What is important to note, however, is that Kalanthroff et al.’s model predicts that a working memory load manipulation should similarly affect any condition associated with readable stimuli: Under low-proactive control conditions, any readable word (being either congruent (e.g., red in red), neutral (e.g., table in red), or incongruent (e.g., green in red)) should produce task conflict. The consequence would be an additive pattern between a working memory load and a Stroop manipulation involving only readable stimuli. Although the working memory load would slow down processing overall, the consequent inability to use proactive control in that situation should similarly affect congruent, readable neutral, and incongruent stimuli, as all of them would produce a similar degree of task conflict via bottom-up activation (e.g., Goldfarb & Henik, 2007; Kalanthroff et al., 2015).

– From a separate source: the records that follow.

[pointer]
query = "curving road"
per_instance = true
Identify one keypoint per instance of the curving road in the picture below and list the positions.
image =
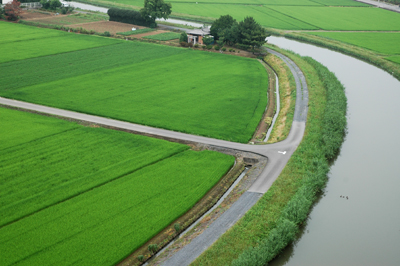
(278, 155)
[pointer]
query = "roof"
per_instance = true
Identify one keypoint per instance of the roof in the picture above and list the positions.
(200, 32)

Although the overall semantic Stroop effect of our Experiments 2A and 2B is in line with the model’s prediction (and with the findings reported by Kalanthroff et al., 2015), the patterns we report in the delta-plot analyses suggest a slightly more complex picture. As the reduction of proactive control has the same impact on any readable stimulus (including our semantically associated and neutral-readable conditions), the model predicts the same distributional profiles in both the single- and the dual-task procedure, with a mere shift towards slower ranges of latencies in the latter, due to a (constant) time needed for the resolution of the increased task conflict. Although it is important to acknowledge that Kalanthroff’ et al.’s (2015) model does not make explicit predictions on RT distributions, which are possibly beyond the scope of the model itself, we would note that the modulation of the distributional profiles induced by the working memory load in the present experiments suggests that, depending on the response latency, working memory load may have a different impact on neutral-readable and semantically-associated stimuli. Indeed, as already noted above, the impact of working memory load on the contrast between neutral-readable and semantically associated stimuli seemed to be more pronounced in the faster responses, which typically produce no semantic Stroop interference in baseline conditions (i.e., in the single-task procedure) whereas they produce a reliable (albeit small) semantic Stroop interference in conditions of high working memory load (i.e., in the dual-task procedure).

Conclusions

In conclusion, our results clearly show that, provided that the experiment exerts sufficient time pressure, semantic Stroop interference is a reliable, albeit small, phenomenon that tends to grow in slower quantiles. Importantly, such interference seems to depend, to some extent, on executive resources: The lack of such resources produces a change in the distributional profile of the semantic Stroop interference, which we ascribe to the difficulty in the use of effortful proactive control in maintaining the task goal. This difficulty would be rather general, with a widespread influence across conditions (control and semantically associated words) and RT distributions, although the processing cost associated with this difficulty might be partially absorbed by the time a response is emitted. Finally, the emergence of semantic Stroop interference seems to be highly sensitive to subtle variations in task conditions. Taken together, our results shed light on the interaction between semantic processing and executive resources, making the case for the importance of studying the interaction between the core processes of visual word recognition and executive control more generally.